Each state and municipality sets specific requirements for firefighters, but the general qualifications are similar. Firefighters must have the requisite education, which is a combination of classroom studies and on-the-job training. Some firefighters opt to begin their careers as volunteers. While this career path requires less training to get started, long-time volunteers often take the same training courses as their full-time counterparts.
Firefighters must be at least 18 years old and meet residency requirements. Typically, they must have at least a high school diploma or GED to begin their firefighting career. A firefighter needs a driver’s license with a clean driving record. He must also pass a criminal background check. Certification in first aid and CPR are often prerequisites to applying for firefighter training.
The Fire and Emergency Services Higher Education, or FESHE, program allows firefighters to begin their training in high school vocational courses and continue their training in community college. In these core introductory classes, students learn about the basics of building construction to help extinguish fires. They also learn about fire behavior, combustion, fire prevention and emergency services. Instruction in the basics of fire administration, investigation, water supply management, hazardous materials, occupational safety and firefighting strategies rounds out the training.
FESHE offers instruction for firefighters who want to obtain a bachelor’s degree. In addition to the core classes offered at community colleges, the baccalaureate degree candidate takes courses in fire research, risk reduction, fire and emergency services administration, and personnel management. A bachelor's degree program will also cover fire dynamics, disaster planning and hazardous waste management.
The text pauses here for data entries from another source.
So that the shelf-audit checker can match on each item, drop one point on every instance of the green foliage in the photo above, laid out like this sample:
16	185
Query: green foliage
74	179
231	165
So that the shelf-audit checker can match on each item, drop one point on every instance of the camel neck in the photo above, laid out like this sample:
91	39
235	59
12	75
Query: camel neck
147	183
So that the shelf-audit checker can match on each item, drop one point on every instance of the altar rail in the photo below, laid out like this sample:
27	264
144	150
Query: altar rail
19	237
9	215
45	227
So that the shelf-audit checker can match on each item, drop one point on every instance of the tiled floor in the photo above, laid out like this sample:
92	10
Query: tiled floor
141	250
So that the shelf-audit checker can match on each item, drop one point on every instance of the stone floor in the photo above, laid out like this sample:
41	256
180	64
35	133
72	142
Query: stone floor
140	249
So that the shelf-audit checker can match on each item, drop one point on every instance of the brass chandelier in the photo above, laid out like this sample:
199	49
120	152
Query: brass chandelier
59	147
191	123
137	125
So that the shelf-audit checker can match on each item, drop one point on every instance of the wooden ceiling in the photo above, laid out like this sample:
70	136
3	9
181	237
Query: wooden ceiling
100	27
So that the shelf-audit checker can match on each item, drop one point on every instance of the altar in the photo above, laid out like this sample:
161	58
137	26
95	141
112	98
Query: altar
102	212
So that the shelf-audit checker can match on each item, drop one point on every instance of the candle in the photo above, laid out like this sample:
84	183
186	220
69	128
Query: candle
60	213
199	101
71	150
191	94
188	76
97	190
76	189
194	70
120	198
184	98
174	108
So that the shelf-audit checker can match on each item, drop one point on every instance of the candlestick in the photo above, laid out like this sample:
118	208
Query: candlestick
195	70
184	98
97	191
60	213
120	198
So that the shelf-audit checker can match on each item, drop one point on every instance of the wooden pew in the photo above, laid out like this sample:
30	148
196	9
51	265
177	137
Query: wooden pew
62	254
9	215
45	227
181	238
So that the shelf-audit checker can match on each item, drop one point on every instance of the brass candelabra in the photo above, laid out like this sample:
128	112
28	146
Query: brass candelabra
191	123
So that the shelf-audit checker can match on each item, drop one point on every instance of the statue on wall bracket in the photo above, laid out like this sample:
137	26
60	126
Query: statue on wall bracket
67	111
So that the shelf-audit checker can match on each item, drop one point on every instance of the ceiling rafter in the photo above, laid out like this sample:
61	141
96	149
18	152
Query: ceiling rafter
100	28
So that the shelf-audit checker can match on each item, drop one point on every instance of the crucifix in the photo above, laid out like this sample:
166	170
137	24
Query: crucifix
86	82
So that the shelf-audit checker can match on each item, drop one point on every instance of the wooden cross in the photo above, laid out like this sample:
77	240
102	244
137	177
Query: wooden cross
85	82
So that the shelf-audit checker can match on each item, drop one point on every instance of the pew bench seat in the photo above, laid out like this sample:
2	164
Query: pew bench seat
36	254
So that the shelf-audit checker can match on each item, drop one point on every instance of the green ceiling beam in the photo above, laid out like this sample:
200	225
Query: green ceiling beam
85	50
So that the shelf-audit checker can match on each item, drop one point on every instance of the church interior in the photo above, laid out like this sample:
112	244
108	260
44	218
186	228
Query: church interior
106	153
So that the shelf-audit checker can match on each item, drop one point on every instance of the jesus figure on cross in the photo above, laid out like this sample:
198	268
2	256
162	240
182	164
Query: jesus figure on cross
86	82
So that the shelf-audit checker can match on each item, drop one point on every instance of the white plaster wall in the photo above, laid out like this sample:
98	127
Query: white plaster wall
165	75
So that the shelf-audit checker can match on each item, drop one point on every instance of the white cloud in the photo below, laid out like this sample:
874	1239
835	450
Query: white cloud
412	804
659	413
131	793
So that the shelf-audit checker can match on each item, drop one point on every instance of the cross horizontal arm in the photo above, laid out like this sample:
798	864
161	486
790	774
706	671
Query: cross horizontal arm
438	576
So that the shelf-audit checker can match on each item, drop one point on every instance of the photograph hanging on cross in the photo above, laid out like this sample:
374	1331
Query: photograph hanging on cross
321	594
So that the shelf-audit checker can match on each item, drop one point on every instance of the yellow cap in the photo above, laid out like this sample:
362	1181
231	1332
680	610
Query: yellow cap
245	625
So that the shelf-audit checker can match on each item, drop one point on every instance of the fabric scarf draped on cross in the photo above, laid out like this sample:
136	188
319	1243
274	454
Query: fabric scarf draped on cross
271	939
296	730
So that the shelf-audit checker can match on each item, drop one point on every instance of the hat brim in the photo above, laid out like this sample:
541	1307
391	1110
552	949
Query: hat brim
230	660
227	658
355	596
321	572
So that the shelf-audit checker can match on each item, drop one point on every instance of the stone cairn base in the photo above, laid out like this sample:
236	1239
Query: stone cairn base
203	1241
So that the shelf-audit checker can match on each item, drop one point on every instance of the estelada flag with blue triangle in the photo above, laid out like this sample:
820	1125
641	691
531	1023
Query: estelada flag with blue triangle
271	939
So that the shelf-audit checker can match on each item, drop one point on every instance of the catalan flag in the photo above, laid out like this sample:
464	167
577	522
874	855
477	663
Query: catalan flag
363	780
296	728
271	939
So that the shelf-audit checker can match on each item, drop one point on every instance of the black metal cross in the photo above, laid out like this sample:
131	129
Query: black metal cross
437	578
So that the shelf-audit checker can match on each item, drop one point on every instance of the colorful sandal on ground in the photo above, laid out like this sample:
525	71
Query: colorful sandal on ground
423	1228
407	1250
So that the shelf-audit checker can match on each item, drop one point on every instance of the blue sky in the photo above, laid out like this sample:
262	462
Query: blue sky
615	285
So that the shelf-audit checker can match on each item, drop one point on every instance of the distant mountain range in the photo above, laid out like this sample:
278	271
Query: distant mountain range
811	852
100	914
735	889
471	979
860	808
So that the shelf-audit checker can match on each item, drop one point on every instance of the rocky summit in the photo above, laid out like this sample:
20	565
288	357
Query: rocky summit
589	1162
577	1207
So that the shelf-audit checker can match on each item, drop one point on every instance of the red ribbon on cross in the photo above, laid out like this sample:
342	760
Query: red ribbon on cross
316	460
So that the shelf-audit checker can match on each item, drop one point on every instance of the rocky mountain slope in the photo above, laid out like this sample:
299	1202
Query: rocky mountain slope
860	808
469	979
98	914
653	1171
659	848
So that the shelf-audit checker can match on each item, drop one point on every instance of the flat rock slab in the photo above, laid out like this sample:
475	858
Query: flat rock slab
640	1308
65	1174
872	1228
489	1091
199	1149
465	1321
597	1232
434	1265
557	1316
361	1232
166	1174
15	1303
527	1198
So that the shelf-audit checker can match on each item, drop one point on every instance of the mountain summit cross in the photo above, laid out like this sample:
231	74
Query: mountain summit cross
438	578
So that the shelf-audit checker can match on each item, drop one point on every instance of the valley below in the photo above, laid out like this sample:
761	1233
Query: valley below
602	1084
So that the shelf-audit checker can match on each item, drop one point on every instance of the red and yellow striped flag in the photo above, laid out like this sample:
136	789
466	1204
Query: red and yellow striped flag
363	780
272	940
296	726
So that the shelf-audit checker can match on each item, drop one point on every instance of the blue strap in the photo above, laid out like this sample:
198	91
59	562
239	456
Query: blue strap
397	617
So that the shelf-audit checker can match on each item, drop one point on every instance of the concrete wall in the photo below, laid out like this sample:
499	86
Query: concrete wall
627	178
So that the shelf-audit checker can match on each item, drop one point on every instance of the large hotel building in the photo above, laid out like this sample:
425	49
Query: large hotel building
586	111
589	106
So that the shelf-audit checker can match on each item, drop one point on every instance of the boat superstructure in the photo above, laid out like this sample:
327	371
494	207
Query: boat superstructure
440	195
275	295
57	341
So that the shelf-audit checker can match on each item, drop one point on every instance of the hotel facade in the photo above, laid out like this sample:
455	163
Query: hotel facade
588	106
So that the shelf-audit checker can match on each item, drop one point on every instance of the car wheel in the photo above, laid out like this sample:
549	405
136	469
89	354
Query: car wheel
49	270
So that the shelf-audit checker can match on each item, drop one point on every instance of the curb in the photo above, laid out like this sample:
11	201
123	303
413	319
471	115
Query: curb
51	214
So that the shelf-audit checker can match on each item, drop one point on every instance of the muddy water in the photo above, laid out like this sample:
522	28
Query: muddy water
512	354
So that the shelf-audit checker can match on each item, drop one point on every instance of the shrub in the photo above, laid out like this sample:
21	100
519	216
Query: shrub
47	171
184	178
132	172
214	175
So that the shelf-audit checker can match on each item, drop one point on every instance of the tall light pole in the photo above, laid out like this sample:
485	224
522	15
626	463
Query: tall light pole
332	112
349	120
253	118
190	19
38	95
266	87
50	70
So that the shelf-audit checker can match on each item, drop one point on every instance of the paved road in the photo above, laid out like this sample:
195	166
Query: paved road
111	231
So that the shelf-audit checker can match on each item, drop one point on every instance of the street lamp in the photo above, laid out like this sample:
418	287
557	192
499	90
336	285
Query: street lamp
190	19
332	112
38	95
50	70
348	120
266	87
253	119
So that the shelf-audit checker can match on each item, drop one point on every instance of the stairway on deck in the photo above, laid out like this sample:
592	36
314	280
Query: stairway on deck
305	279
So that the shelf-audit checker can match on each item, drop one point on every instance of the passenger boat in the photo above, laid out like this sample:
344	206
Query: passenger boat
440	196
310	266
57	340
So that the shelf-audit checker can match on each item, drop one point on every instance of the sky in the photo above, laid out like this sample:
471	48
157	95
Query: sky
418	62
Firefighter job applicants can apply for openings without training, or they can apply as they near the end of their classroom studies. Most municipalities have a competitive exam that would-be firefighters must pass. The three-part exam include a written component, a physical ability test and an oral interview. High scores serve as a hiring advantage.
When a potential firefighter is hired, he is required to attend a firefighter academy for a recommended number of weeks. These classes combine classroom study with hands-on activities to prepare the firefighter for the job. Through a variety of simulations, the firefighter works with the equipment used on the job. He also learns how to drive fire emergency vehicles safely. During this time, the firefighter prepares for his Level I and II state firefighter credentials. He also takes introductory classes in emergency medical response and participates in physical fitness training for the job. Some firefighter academies continue basic training with several additional weeks of emergency medical services training. Others require new firefighters to finish emergency medical services training within a designated time.